O X perdeu relevância depois da compra por Elon Musk. As redes de Zuckerberg correm esse risco?
No micro, é possível que sim. Algumas pessoas podem sair, ou deixar de usar. A gente fica muito vendido. Nossa vida é um efeito do poder econômico que as plataformas têm, inclusive do monopólio. A mesma empresa é dona de um aplicativo de mensagens, de uma plataforma de texto e de outra de conteúdo, além de uma inteligência artificial que responde a temas delicados, sobre política, por exemplo. São muitos serviços que uma mesma empresa domina. O Google, por exemplo, tem até uma camada de infraestrutura, porque é dona de um cabo submarino. No caso do Twitter/X, teve um efeito de choque. O Brasil é um mercado importante e tem usuários muito engajados, mas é difícil ter impacto financeiro grande a ponto de a plataforma rever a mudança. É um mercado em reais, o que reduz seu peso. Diante de moeda mais desvalorizada, fica mais barato. E se comparar com o mercado nos EUA, então...
Como a mudança afetou o campo dos direitos digitais?
Não se pode dizer que foi pego de surpresa, ninguém achava que Mark fosse um democrata, mas a forma surpreendeu. A Meta sempre faz alterações de política, que costumam ser noticiadas por um site mais nichado dos Estados Unidos, depois ganha mais atenção. Desta vez, foi muito particular. Foi anunciado para virar notícia. Fez pronunciamento muito chocante, com linguagem violenta. Ele usou a expressão "get rid of of factcheckers". Isso quer dizer "se livrar". E ainda disse que os checadores contribuíram para censura na plataforma. É um retrocesso escrito e na cara do Mark. Não falo pela comunidade, mas falo por mim quando digo que há um sentimento de total impotência. É uma empresa cujas decisões influenciam na vida de todo mundo, desde a esfera muito íntima até a social, política e cultural. É um espectro muito amplo de influência. É difícil até imaginar as consequências práticas de tanto poder. Mas sim, há reações. A Coalizão Direitos na Rede fez nota de repúdio que já tem apoio de mais de 120 entidades, pedindo para o governo atuar (confira clicando aqui).

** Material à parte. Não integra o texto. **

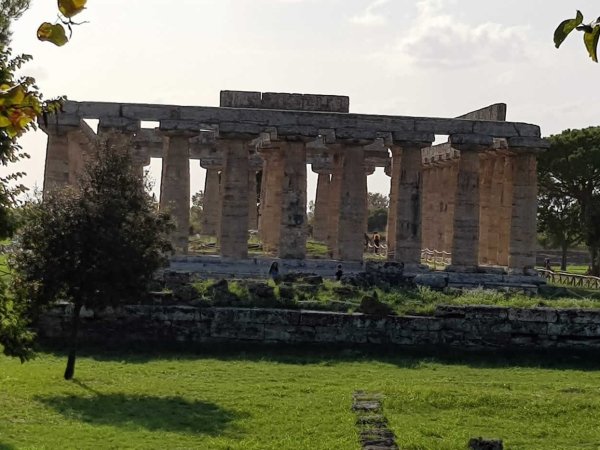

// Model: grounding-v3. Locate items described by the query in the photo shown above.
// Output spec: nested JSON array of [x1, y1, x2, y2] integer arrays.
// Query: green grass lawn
[[0, 350, 600, 450]]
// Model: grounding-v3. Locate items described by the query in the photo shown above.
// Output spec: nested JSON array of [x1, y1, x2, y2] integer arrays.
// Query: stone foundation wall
[[39, 304, 600, 349]]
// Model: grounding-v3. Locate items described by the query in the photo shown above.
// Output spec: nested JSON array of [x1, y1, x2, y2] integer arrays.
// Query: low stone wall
[[39, 304, 600, 349]]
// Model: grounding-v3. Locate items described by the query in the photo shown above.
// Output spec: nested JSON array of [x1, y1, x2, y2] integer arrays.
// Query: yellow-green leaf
[[58, 0, 87, 18], [554, 11, 583, 48], [583, 26, 600, 62], [0, 114, 11, 128], [38, 22, 69, 47]]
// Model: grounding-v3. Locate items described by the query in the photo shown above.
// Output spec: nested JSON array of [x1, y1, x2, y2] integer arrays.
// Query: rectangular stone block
[[556, 309, 600, 324], [302, 94, 350, 113], [548, 323, 600, 338], [508, 308, 558, 323], [219, 91, 262, 108], [261, 92, 302, 111]]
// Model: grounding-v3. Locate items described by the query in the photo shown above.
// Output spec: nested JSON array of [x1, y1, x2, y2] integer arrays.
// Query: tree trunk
[[560, 243, 569, 272], [590, 246, 600, 277], [65, 303, 82, 380]]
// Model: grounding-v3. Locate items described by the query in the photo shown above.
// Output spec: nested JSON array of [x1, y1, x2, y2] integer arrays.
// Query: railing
[[538, 269, 600, 289], [421, 248, 452, 268]]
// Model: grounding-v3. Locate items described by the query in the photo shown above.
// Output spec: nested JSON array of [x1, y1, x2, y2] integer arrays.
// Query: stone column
[[363, 164, 372, 236], [392, 142, 431, 268], [479, 154, 494, 265], [217, 139, 248, 259], [260, 147, 283, 253], [452, 145, 483, 270], [43, 126, 79, 196], [279, 141, 308, 259], [334, 144, 367, 261], [498, 156, 513, 267], [160, 131, 190, 255], [487, 155, 504, 266], [248, 168, 258, 230], [313, 166, 332, 242], [508, 149, 537, 274], [200, 160, 223, 236]]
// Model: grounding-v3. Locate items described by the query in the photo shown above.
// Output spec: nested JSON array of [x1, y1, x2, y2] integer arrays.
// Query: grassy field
[[0, 350, 600, 450]]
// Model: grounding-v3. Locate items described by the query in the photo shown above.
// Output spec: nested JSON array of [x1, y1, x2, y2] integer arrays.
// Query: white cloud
[[350, 0, 389, 27], [396, 0, 528, 68]]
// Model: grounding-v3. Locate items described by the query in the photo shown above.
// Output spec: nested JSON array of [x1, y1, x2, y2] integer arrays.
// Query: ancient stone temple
[[44, 91, 547, 273]]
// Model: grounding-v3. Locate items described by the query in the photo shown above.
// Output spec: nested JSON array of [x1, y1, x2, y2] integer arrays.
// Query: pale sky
[[4, 0, 600, 199]]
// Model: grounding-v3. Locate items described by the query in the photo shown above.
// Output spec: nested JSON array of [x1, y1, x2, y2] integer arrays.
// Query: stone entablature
[[39, 91, 548, 273], [39, 304, 600, 350]]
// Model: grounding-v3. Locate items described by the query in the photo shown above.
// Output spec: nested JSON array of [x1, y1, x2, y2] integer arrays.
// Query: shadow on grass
[[38, 344, 600, 371], [36, 383, 246, 436]]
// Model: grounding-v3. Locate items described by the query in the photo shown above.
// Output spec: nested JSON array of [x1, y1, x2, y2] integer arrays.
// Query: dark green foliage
[[11, 148, 171, 378], [538, 127, 600, 274]]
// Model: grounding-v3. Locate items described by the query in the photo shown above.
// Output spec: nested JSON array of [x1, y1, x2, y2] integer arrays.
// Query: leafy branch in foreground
[[554, 11, 600, 62], [37, 0, 87, 47]]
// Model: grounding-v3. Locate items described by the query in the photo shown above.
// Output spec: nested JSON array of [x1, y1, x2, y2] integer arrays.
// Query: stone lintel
[[98, 117, 140, 132], [64, 102, 541, 140], [393, 132, 435, 147]]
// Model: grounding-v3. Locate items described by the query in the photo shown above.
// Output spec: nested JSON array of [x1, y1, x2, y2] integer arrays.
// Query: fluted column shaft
[[218, 139, 248, 259], [313, 172, 331, 242], [335, 145, 367, 261], [279, 141, 308, 259], [392, 142, 430, 266], [452, 148, 480, 267], [202, 166, 221, 236]]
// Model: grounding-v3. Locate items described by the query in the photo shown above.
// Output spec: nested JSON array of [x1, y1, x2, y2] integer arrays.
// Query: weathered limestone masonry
[[44, 91, 547, 273], [39, 305, 600, 351]]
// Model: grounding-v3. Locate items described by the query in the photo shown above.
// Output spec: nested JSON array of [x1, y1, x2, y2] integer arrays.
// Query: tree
[[367, 192, 390, 211], [538, 127, 600, 274], [554, 11, 600, 62], [190, 191, 204, 233], [11, 142, 172, 380]]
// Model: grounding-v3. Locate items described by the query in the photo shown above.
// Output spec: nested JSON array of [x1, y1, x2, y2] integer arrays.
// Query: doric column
[[327, 152, 344, 255], [279, 141, 308, 259], [498, 156, 513, 267], [260, 147, 283, 252], [43, 126, 79, 196], [363, 164, 372, 236], [443, 160, 458, 253], [487, 154, 504, 266], [200, 160, 223, 236], [160, 131, 190, 255], [392, 141, 431, 267], [217, 139, 248, 259], [508, 149, 537, 273], [312, 165, 331, 242], [479, 154, 494, 265], [385, 160, 402, 255], [248, 155, 263, 230], [334, 144, 367, 261], [450, 135, 493, 270]]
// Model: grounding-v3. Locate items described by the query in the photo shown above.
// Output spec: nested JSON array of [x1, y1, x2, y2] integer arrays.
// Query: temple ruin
[[44, 91, 548, 274]]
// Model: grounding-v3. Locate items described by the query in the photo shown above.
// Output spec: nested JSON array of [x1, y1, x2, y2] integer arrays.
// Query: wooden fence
[[538, 269, 600, 289]]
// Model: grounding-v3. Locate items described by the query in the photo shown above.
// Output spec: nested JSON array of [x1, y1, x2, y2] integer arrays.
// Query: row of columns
[[44, 126, 536, 274], [423, 148, 537, 269]]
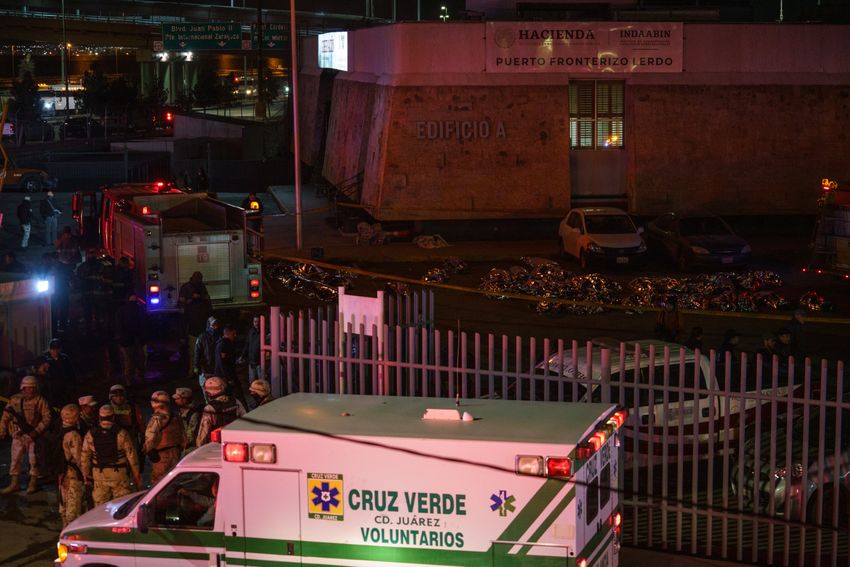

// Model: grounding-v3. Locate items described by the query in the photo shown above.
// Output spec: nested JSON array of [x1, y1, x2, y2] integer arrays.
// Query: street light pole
[[289, 0, 301, 250]]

Se a decisão da Meta foi provocada pela reeleição de Trump, pode mudar de novo em quatro anos?
Pode mudar, como já mudou nos últimos oito anos. As decisões de política corporativa são sempre muito pautada nas razões econômicas. E esse liberou geral interessa aos cofres das empresas. Como pessoa física, considerando o perfil do CEO da empresa, acho difícil voltar a pasta de dente para o tubo.